Novel silicon detector technologies for the HL-LHC ATLAS upgrade

The Large Hadron Collider (LHC) at the European Organization for Nuclear Research (CERN), Geneva, will interrupt its operation in 2023 to be upgraded to high luminosity (HL-LHC) and provide proton-proton collisions with a center of mass energy of ${\sqrt{s} = 14 \, \mathrm{TeV}}$ at a luminosity of ${10^{35} \, \mathrm{cm^{-2}s^{-1}}}$. ATLAS, one of the two general purpose experiments at the LHC, will have to be upgraded to meet the new requirements given by the larger luminosity. Among other things the ATLAS upgrade foresees the replacement of the Inner Detector with a full silicon Inner Tracker (ITk), with finer granularity and improved radiation tolerance, and the introduction of the High Granularity Timing Detector (HGTD) that will provide timing information of tracks and vertices. Combining the measurements of ITk and HGTD it will be possible to resolve vertices close in space but separated in time, improving the ATLAS reconstruction performance. In this thesis two novel silicon detector technologies are investigated for applications in the HGTD and ITk, the Low Gain Avalanche Detectors (LGAD) and the HV-CMOS technologies. The LGAD technology consists of planar n-on-p silicon detectors with a highly doped p-type implantation underneath the n-type electrode that is designed to increase the gain of the sensor through impact ionization. It was originally developed for radiation hard tracking detectors but the fine segmentation of the electrode proved to affect the charge multiplication mechanism and no gain has been observed on segmented devices.

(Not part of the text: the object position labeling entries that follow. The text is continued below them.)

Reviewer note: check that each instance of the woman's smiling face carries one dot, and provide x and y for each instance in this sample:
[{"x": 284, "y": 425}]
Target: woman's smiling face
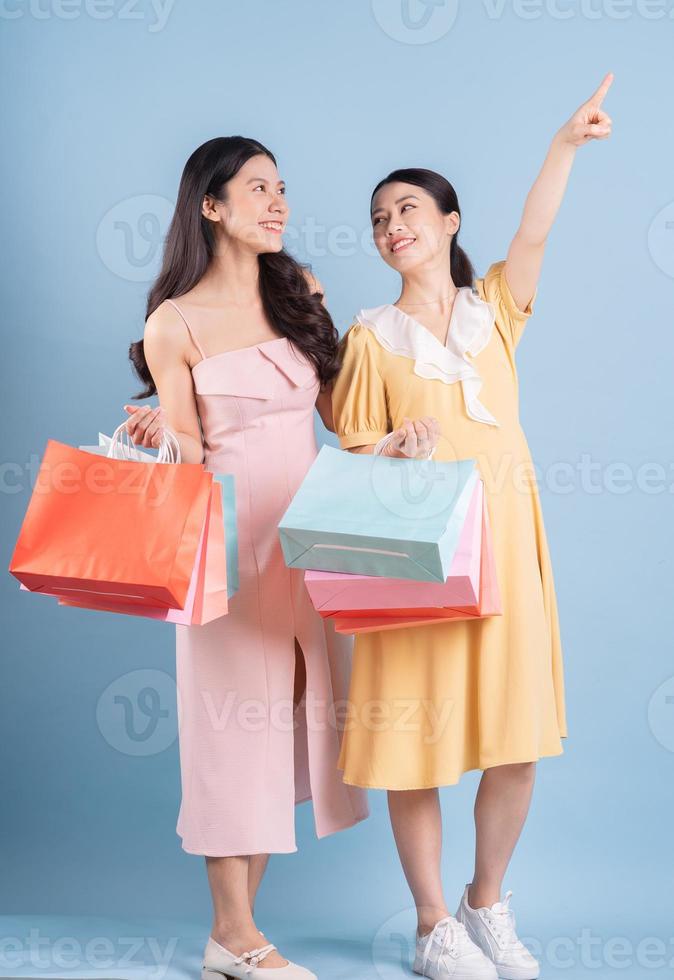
[
  {"x": 408, "y": 227},
  {"x": 255, "y": 211}
]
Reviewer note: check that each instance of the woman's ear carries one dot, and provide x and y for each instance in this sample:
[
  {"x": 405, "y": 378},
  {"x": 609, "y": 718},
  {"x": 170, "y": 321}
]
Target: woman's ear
[
  {"x": 208, "y": 209},
  {"x": 452, "y": 223}
]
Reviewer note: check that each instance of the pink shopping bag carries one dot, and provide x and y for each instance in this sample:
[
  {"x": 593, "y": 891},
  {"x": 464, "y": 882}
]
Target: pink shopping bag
[
  {"x": 346, "y": 592},
  {"x": 367, "y": 621}
]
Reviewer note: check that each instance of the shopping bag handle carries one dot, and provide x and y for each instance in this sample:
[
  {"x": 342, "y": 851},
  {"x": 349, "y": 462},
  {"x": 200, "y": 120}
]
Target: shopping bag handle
[{"x": 124, "y": 448}]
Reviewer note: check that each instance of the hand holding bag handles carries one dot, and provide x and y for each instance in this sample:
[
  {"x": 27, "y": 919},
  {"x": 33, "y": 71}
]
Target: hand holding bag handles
[{"x": 125, "y": 448}]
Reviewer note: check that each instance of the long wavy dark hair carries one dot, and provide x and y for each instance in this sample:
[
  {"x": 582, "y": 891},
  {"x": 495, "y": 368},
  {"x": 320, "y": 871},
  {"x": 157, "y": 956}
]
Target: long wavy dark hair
[
  {"x": 291, "y": 307},
  {"x": 444, "y": 195}
]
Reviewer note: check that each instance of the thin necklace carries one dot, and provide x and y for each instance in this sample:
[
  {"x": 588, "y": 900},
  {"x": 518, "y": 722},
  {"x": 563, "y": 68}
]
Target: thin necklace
[{"x": 431, "y": 301}]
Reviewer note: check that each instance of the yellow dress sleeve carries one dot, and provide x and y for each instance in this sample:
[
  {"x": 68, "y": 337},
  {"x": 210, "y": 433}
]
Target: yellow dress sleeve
[
  {"x": 510, "y": 320},
  {"x": 359, "y": 402}
]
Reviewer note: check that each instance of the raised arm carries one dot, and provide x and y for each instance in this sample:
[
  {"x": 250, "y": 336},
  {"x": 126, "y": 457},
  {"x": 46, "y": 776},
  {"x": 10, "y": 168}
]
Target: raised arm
[{"x": 525, "y": 255}]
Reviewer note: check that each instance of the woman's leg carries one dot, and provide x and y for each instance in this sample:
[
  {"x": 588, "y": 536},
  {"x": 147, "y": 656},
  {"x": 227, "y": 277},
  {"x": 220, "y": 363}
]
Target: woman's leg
[
  {"x": 233, "y": 925},
  {"x": 501, "y": 807},
  {"x": 234, "y": 881},
  {"x": 417, "y": 827},
  {"x": 257, "y": 865}
]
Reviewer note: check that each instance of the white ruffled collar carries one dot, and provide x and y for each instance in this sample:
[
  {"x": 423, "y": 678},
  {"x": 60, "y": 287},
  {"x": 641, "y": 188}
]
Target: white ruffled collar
[{"x": 470, "y": 329}]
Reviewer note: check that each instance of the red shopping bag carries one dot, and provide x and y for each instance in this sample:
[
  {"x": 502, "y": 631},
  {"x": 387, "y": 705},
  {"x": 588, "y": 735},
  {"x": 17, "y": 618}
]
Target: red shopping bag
[
  {"x": 370, "y": 620},
  {"x": 100, "y": 526},
  {"x": 207, "y": 594}
]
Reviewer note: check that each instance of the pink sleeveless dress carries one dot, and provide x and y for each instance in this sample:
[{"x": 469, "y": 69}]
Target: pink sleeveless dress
[{"x": 246, "y": 757}]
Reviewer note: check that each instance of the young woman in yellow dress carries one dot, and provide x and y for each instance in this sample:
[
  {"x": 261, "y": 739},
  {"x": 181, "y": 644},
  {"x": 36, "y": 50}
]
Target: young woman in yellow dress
[{"x": 434, "y": 372}]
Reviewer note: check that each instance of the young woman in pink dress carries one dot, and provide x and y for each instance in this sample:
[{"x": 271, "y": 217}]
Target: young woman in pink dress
[{"x": 240, "y": 351}]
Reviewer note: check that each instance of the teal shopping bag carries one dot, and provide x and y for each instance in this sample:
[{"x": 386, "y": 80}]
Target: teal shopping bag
[
  {"x": 226, "y": 481},
  {"x": 376, "y": 515}
]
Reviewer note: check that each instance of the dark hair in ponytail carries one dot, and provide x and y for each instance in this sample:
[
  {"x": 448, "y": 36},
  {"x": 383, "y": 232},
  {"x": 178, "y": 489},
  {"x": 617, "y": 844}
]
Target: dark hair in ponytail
[
  {"x": 445, "y": 197},
  {"x": 294, "y": 310}
]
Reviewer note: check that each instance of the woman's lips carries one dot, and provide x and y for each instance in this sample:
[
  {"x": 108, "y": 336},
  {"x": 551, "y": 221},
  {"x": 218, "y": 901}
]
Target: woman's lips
[{"x": 402, "y": 244}]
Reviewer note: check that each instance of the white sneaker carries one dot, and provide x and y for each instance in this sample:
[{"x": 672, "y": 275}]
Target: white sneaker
[
  {"x": 448, "y": 952},
  {"x": 219, "y": 962},
  {"x": 493, "y": 930}
]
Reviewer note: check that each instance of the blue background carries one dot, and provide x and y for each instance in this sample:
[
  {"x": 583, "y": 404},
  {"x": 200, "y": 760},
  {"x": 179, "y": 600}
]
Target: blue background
[{"x": 100, "y": 115}]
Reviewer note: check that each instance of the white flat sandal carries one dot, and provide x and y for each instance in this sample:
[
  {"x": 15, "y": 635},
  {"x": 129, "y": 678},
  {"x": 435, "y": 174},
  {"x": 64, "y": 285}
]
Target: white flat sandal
[{"x": 220, "y": 962}]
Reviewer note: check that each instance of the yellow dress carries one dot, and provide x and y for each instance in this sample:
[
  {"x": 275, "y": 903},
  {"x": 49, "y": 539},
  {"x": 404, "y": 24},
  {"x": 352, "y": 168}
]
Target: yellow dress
[{"x": 428, "y": 703}]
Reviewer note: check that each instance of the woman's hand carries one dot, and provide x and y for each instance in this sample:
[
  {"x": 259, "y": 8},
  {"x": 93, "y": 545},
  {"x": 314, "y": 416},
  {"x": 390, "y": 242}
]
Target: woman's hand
[
  {"x": 589, "y": 122},
  {"x": 414, "y": 440},
  {"x": 146, "y": 425}
]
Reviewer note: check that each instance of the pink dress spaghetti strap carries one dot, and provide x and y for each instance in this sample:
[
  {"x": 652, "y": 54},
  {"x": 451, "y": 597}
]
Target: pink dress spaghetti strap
[{"x": 246, "y": 757}]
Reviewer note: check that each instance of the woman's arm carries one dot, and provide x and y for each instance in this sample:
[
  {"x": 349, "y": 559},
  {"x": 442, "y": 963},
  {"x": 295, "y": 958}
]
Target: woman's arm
[
  {"x": 525, "y": 255},
  {"x": 164, "y": 344}
]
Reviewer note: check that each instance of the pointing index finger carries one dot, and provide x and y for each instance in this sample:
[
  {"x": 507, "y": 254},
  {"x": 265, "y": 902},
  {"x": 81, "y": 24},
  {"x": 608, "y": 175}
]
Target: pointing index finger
[{"x": 598, "y": 97}]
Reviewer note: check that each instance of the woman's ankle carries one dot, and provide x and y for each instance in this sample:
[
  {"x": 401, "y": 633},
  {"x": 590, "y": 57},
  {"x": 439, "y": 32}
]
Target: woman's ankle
[{"x": 428, "y": 917}]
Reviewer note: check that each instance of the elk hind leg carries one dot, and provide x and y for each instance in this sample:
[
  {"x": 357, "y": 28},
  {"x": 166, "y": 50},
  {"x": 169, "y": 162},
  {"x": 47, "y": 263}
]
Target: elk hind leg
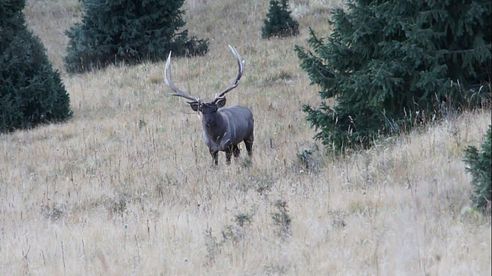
[
  {"x": 229, "y": 151},
  {"x": 215, "y": 156},
  {"x": 249, "y": 145},
  {"x": 236, "y": 151}
]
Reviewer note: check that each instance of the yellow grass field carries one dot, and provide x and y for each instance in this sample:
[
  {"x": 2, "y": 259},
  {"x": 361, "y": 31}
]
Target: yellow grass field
[{"x": 126, "y": 186}]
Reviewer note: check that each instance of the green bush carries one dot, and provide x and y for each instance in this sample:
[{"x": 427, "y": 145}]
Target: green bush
[
  {"x": 390, "y": 65},
  {"x": 479, "y": 165},
  {"x": 129, "y": 31},
  {"x": 279, "y": 22},
  {"x": 31, "y": 92}
]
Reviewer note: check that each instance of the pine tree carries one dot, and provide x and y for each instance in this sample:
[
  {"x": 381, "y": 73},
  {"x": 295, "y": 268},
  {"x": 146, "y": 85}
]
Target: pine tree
[
  {"x": 395, "y": 63},
  {"x": 480, "y": 167},
  {"x": 129, "y": 31},
  {"x": 31, "y": 92},
  {"x": 279, "y": 21}
]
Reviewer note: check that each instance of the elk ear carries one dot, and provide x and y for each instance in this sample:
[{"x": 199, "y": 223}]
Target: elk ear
[
  {"x": 194, "y": 105},
  {"x": 220, "y": 102}
]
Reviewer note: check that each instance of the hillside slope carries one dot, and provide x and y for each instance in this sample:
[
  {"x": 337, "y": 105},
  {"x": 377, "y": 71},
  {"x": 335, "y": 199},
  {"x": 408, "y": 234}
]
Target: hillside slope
[{"x": 127, "y": 186}]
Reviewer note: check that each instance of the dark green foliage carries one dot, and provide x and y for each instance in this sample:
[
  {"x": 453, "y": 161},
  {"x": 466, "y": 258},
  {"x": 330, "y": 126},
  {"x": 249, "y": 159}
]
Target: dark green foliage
[
  {"x": 129, "y": 31},
  {"x": 479, "y": 165},
  {"x": 31, "y": 92},
  {"x": 279, "y": 22},
  {"x": 390, "y": 65}
]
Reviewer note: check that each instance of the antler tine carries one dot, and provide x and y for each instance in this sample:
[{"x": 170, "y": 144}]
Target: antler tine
[
  {"x": 240, "y": 64},
  {"x": 167, "y": 79}
]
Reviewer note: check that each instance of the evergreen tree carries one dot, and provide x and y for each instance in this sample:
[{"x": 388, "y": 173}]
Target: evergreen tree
[
  {"x": 480, "y": 166},
  {"x": 129, "y": 31},
  {"x": 31, "y": 92},
  {"x": 391, "y": 64},
  {"x": 279, "y": 22}
]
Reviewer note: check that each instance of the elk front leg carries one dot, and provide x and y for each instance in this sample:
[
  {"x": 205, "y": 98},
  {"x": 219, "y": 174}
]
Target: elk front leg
[
  {"x": 236, "y": 151},
  {"x": 249, "y": 145},
  {"x": 229, "y": 154},
  {"x": 215, "y": 156}
]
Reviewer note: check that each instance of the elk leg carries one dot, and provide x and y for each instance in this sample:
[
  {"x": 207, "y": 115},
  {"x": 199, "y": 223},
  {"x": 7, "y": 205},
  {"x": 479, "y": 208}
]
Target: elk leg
[
  {"x": 236, "y": 151},
  {"x": 249, "y": 145},
  {"x": 229, "y": 151},
  {"x": 215, "y": 156}
]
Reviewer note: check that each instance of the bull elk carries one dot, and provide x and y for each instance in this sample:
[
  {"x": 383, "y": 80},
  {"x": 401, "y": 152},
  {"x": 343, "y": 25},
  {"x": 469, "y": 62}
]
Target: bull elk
[{"x": 223, "y": 127}]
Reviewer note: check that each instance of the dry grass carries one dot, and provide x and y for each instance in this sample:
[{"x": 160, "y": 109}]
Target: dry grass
[{"x": 126, "y": 186}]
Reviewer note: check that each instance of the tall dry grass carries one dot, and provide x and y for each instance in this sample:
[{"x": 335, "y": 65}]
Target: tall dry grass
[{"x": 127, "y": 186}]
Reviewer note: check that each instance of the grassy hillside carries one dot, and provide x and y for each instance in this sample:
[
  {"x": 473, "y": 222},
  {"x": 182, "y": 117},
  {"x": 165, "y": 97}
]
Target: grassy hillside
[{"x": 127, "y": 186}]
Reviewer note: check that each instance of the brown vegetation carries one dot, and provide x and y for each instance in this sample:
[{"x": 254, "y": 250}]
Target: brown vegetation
[{"x": 126, "y": 186}]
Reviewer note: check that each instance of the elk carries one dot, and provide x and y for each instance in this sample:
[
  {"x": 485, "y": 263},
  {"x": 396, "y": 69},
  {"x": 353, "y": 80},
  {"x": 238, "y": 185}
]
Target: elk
[{"x": 223, "y": 127}]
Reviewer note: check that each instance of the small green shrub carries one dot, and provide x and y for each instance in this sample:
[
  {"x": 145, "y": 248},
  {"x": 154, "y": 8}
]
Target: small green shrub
[
  {"x": 279, "y": 22},
  {"x": 479, "y": 165},
  {"x": 129, "y": 31}
]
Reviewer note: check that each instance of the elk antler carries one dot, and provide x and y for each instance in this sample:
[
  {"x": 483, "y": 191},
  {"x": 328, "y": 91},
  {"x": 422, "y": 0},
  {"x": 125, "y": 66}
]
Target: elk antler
[
  {"x": 240, "y": 65},
  {"x": 169, "y": 82}
]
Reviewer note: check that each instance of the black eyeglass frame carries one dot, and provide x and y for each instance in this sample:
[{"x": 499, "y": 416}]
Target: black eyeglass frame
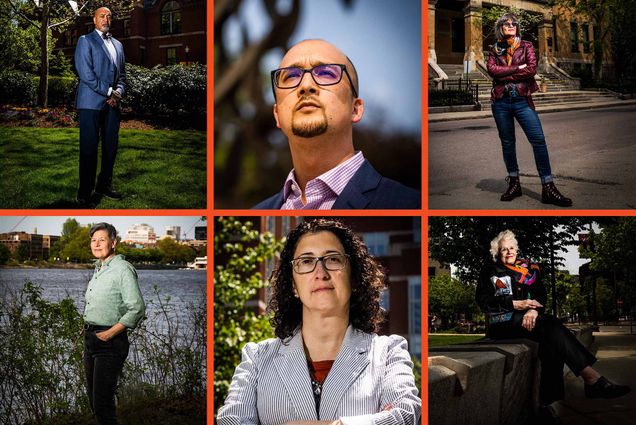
[
  {"x": 305, "y": 70},
  {"x": 322, "y": 260}
]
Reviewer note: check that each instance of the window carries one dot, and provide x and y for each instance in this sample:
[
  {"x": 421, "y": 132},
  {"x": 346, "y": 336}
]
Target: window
[
  {"x": 171, "y": 56},
  {"x": 378, "y": 243},
  {"x": 574, "y": 37},
  {"x": 415, "y": 316},
  {"x": 457, "y": 35},
  {"x": 586, "y": 38},
  {"x": 171, "y": 18}
]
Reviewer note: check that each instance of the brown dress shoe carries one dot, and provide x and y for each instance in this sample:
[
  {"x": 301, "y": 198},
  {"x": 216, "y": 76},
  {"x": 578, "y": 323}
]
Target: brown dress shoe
[
  {"x": 514, "y": 189},
  {"x": 551, "y": 195}
]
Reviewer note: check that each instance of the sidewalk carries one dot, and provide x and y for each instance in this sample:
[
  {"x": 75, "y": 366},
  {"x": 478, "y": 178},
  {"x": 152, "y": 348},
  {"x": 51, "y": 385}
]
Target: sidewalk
[
  {"x": 452, "y": 116},
  {"x": 617, "y": 361}
]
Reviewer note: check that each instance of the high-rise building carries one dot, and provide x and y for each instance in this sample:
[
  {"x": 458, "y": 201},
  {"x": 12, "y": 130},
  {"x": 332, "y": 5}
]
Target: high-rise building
[
  {"x": 173, "y": 232},
  {"x": 141, "y": 233}
]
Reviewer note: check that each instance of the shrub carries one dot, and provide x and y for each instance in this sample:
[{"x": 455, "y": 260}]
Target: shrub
[
  {"x": 449, "y": 98},
  {"x": 17, "y": 87},
  {"x": 166, "y": 91}
]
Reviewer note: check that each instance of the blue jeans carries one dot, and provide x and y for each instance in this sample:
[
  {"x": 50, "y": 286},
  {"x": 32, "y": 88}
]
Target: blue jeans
[{"x": 505, "y": 111}]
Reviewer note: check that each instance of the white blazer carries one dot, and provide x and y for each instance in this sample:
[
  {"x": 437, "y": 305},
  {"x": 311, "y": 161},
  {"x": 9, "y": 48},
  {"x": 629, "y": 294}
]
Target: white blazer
[{"x": 370, "y": 382}]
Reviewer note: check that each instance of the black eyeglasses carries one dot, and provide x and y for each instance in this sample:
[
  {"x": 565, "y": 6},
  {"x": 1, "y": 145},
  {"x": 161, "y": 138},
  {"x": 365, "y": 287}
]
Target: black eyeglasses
[
  {"x": 323, "y": 75},
  {"x": 331, "y": 262}
]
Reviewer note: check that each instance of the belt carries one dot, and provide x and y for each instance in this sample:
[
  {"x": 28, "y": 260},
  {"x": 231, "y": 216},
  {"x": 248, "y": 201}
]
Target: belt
[{"x": 91, "y": 327}]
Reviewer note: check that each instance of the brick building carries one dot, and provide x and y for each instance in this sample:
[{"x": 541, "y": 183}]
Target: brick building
[{"x": 157, "y": 32}]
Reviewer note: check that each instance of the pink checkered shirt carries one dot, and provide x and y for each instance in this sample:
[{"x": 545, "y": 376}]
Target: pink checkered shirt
[{"x": 321, "y": 193}]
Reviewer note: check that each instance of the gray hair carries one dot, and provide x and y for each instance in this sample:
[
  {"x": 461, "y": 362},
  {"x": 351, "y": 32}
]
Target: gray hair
[
  {"x": 112, "y": 232},
  {"x": 506, "y": 235},
  {"x": 505, "y": 18}
]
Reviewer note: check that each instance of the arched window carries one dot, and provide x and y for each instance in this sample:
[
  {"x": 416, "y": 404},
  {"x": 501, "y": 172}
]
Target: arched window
[{"x": 171, "y": 18}]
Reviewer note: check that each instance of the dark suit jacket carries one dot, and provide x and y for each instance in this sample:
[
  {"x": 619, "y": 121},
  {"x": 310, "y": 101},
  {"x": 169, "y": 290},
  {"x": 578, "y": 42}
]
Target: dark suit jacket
[
  {"x": 367, "y": 189},
  {"x": 97, "y": 72}
]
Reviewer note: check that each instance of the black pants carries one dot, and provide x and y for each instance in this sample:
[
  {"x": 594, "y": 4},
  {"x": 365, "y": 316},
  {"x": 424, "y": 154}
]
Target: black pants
[
  {"x": 557, "y": 346},
  {"x": 94, "y": 123},
  {"x": 103, "y": 361}
]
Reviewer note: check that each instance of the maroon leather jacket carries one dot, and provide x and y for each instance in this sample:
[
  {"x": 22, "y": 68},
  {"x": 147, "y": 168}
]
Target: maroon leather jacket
[{"x": 503, "y": 74}]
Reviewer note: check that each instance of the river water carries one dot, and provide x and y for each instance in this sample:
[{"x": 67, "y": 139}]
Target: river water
[{"x": 185, "y": 288}]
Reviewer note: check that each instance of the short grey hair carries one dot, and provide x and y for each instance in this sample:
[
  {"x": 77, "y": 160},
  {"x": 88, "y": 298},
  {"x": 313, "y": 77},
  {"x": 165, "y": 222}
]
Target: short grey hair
[
  {"x": 505, "y": 18},
  {"x": 112, "y": 232},
  {"x": 506, "y": 235}
]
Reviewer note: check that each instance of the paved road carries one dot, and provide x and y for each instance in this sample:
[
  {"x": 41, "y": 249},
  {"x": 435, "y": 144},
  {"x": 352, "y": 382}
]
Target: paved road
[
  {"x": 593, "y": 155},
  {"x": 617, "y": 361}
]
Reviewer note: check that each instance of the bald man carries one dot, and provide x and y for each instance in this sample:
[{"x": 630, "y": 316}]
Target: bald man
[
  {"x": 101, "y": 67},
  {"x": 316, "y": 94}
]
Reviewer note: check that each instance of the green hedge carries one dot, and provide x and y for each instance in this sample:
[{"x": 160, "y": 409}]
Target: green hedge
[
  {"x": 449, "y": 98},
  {"x": 160, "y": 91}
]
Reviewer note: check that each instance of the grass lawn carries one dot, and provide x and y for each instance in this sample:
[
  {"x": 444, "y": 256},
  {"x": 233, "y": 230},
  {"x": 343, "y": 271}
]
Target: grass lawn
[
  {"x": 155, "y": 169},
  {"x": 449, "y": 339}
]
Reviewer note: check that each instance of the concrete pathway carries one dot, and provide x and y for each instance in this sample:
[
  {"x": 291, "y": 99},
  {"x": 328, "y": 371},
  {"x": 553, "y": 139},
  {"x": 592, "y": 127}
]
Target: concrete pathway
[{"x": 617, "y": 361}]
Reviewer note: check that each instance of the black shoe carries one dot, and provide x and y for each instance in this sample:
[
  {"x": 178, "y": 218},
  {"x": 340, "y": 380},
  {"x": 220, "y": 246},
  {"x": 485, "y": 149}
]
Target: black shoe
[
  {"x": 551, "y": 195},
  {"x": 547, "y": 416},
  {"x": 514, "y": 189},
  {"x": 85, "y": 203},
  {"x": 605, "y": 389},
  {"x": 109, "y": 192}
]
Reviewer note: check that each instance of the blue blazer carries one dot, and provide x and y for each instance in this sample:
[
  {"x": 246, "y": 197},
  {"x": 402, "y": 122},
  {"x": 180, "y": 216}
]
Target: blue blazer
[
  {"x": 97, "y": 72},
  {"x": 370, "y": 382},
  {"x": 367, "y": 189}
]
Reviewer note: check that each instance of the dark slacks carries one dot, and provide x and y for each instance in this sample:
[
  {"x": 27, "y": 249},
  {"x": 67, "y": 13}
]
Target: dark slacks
[
  {"x": 557, "y": 346},
  {"x": 93, "y": 124},
  {"x": 103, "y": 362}
]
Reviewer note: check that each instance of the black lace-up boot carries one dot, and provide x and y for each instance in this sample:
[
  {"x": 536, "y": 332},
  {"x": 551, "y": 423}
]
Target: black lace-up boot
[
  {"x": 551, "y": 195},
  {"x": 514, "y": 189}
]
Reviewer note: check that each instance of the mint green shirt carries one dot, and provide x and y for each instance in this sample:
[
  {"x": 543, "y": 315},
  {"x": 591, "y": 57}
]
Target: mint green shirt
[{"x": 113, "y": 294}]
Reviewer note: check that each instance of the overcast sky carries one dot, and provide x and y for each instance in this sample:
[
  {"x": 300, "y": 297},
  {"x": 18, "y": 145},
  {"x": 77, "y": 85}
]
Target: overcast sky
[{"x": 53, "y": 225}]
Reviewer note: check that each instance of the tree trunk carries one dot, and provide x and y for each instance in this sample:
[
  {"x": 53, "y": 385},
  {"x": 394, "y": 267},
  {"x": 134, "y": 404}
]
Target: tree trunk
[{"x": 43, "y": 88}]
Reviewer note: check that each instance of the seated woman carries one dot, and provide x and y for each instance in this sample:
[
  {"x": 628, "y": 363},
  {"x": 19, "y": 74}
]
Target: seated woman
[
  {"x": 512, "y": 296},
  {"x": 326, "y": 364}
]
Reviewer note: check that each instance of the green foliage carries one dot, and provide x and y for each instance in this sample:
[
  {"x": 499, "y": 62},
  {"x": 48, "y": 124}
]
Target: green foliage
[
  {"x": 5, "y": 254},
  {"x": 41, "y": 356},
  {"x": 172, "y": 90},
  {"x": 17, "y": 87},
  {"x": 239, "y": 251},
  {"x": 154, "y": 169},
  {"x": 449, "y": 298},
  {"x": 449, "y": 97},
  {"x": 465, "y": 241}
]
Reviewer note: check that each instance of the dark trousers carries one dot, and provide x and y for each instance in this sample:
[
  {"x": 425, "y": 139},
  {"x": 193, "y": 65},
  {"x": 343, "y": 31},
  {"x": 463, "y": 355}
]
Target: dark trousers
[
  {"x": 505, "y": 111},
  {"x": 557, "y": 346},
  {"x": 103, "y": 362},
  {"x": 93, "y": 124}
]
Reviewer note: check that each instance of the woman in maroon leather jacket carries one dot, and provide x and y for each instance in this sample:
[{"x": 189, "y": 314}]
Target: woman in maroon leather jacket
[{"x": 512, "y": 65}]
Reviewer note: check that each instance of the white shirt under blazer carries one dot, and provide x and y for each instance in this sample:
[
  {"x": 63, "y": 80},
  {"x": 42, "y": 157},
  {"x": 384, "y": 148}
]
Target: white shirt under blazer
[{"x": 370, "y": 382}]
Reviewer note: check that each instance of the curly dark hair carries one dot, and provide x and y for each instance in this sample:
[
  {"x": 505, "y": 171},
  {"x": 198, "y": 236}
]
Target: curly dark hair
[{"x": 367, "y": 281}]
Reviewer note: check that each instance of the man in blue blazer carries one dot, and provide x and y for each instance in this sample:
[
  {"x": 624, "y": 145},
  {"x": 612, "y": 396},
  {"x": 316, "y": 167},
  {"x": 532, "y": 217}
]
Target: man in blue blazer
[
  {"x": 317, "y": 112},
  {"x": 101, "y": 67}
]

On the other hand, thin LGAD detectors have shown a time resolution of about ${30 \, \mathrm{ps}}$ on the detection of minimum ionizing particles and it was chosen as the baseline technology for the HGTD sensors. Studies of LGAD sensors, before and after irradiation, were first performed in the context of this thesis. The HV-CMOS technology was originally aimed to provide active pixel sensors with the advantage, compared to the standard hybrid devices, of the AC coupling capability. However, during the R\&D effort, it become clear that monolithic HV-CMOS devices offered the most promising advantages: moderate radiation hardness and cost reduction. This thesis includes the characterization of the first full scale HV-CMOS chip prototype for the ATLAS experiment. This technology is currently being considered as a drop-in option for the outer layer of the ITk pixel detector.